Starling CEO Anne Boden says the bank has pulled all paid advertising on Facebook and Instagram until Meta tackles fraudsters advertising on its platforms. In her annual letter, Boden also confirms the planned launch of a Software as a Service (SaaS) proposition during 2022.
Boden has been at the forefront of an industry push to get financial fraud included in the government's new Online Safety bill, which aims to force firms - through the threat of massive fines - to improve internet safety in areas such as terrorist content, child sex abuse, hate crimes, cyber-bullying and the dissemination of fake news.
She accuses big tech and social media giants of allowing “financial fraudsters to advertise and post content on their platforms that result every day in people being scammed out of their savings”.
In December, Meta said it is working with TechUK's Online Fraud Steering Group to tackle the problem of fraudsters advertising on its platform. Boden says she welcomes the move but that until more details on when and how the initiative happens, Starling is stopping all paid advertising on Facebook and Instagram.
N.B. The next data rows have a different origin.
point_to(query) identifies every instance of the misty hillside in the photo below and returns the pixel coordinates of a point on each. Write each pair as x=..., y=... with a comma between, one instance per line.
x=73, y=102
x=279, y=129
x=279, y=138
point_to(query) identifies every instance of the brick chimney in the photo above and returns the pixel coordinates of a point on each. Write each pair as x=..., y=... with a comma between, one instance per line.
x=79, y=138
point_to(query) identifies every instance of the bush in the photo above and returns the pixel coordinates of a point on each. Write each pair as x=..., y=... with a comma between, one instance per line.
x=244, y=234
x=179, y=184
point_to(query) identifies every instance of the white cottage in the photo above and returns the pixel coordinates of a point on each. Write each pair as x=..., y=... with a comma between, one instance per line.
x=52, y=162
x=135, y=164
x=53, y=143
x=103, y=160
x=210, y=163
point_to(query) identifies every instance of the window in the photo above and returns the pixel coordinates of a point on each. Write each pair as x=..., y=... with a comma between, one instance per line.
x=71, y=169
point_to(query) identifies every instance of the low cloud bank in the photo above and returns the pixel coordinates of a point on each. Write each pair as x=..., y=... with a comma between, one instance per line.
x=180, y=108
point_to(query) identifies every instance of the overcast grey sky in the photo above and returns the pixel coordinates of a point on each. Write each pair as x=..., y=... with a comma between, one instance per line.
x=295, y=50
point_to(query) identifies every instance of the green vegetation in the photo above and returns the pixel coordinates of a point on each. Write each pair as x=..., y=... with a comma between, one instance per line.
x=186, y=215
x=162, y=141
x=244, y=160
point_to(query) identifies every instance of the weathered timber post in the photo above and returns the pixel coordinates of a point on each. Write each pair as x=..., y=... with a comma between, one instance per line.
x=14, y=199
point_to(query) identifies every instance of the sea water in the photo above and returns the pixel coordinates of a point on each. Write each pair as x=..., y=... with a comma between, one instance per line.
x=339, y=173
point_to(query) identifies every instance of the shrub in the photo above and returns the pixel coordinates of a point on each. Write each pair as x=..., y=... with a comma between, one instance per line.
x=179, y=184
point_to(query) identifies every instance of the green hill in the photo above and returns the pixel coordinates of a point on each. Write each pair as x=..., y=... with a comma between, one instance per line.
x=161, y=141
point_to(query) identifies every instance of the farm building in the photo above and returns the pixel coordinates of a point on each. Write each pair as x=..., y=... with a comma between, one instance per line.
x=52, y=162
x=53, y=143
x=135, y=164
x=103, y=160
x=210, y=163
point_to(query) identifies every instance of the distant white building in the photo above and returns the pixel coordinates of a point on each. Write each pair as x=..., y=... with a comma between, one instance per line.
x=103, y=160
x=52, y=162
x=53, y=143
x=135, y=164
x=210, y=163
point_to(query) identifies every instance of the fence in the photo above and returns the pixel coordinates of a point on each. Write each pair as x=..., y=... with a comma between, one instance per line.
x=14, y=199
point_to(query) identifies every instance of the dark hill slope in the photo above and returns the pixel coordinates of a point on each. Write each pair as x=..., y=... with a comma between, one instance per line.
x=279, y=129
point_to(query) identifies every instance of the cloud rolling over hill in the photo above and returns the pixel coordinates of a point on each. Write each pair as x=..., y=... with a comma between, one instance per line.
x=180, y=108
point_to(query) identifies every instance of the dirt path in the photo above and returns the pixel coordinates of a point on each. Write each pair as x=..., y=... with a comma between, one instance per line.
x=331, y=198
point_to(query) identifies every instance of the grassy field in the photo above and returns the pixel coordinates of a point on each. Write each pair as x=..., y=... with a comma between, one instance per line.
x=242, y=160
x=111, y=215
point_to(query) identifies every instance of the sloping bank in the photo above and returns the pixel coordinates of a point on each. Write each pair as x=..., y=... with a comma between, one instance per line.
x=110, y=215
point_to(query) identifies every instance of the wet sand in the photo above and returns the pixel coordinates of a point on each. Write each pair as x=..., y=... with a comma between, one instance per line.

Boden goes on to take a dig at Facebook's Metaverse plans, recalling that in 2006 a bank opened a branch in Second Life, adding: "Fast forward a few years and see how much simpler it proved to be to provide 24/7 human contact via and app."
Elsewhere, the letter reads: “With SaaS (or Starling as a Service, as we like to call it) we will offer our partners the benefit of Starling’s advanced technology to use as their own. If a bank wants a digital bank, they can have one up and running in months with Starling’s SaaS offering. It will be their licence, our technology.”
Boden adds that the bank plans to continue expanding lending. “Expect a mix of strategic forward flow arrangements, organic lending across various asset classes and a targeted M&A strategy focusing on selected lending originators.”
The letter also outlines an intention to cater to those starting a new business, emphasising the role of SaaS, online course, and other software services to simplify the running of a company.
Boden provides a broader take on both diversity and fraud in the letter, criticising the state of funding female-backed firms as something carried out in stable times as investors only then have the appetite to “take a chance” on funding women.
“They do what is right because they know that people are watching. I suspect during a crisis, in this case the pandemic. When all eyes are on clear and present dangers, do they expect less scrutiny and stop worrying about who is looking over their shoulder?”
While the letter does not directly address the recent controversy sparked after Boden stated that “Open Banking has not been a success” to the Treasury Select Committee late last year, it does make clear efforts to set Starling apart from all other competitors. “As a profitable, fast-growing fintech built on proprietary software and with a substantial loan book, a valuation in excess of £1 billion and a tightly controlled cost-base, Starling now stands in a category of one.”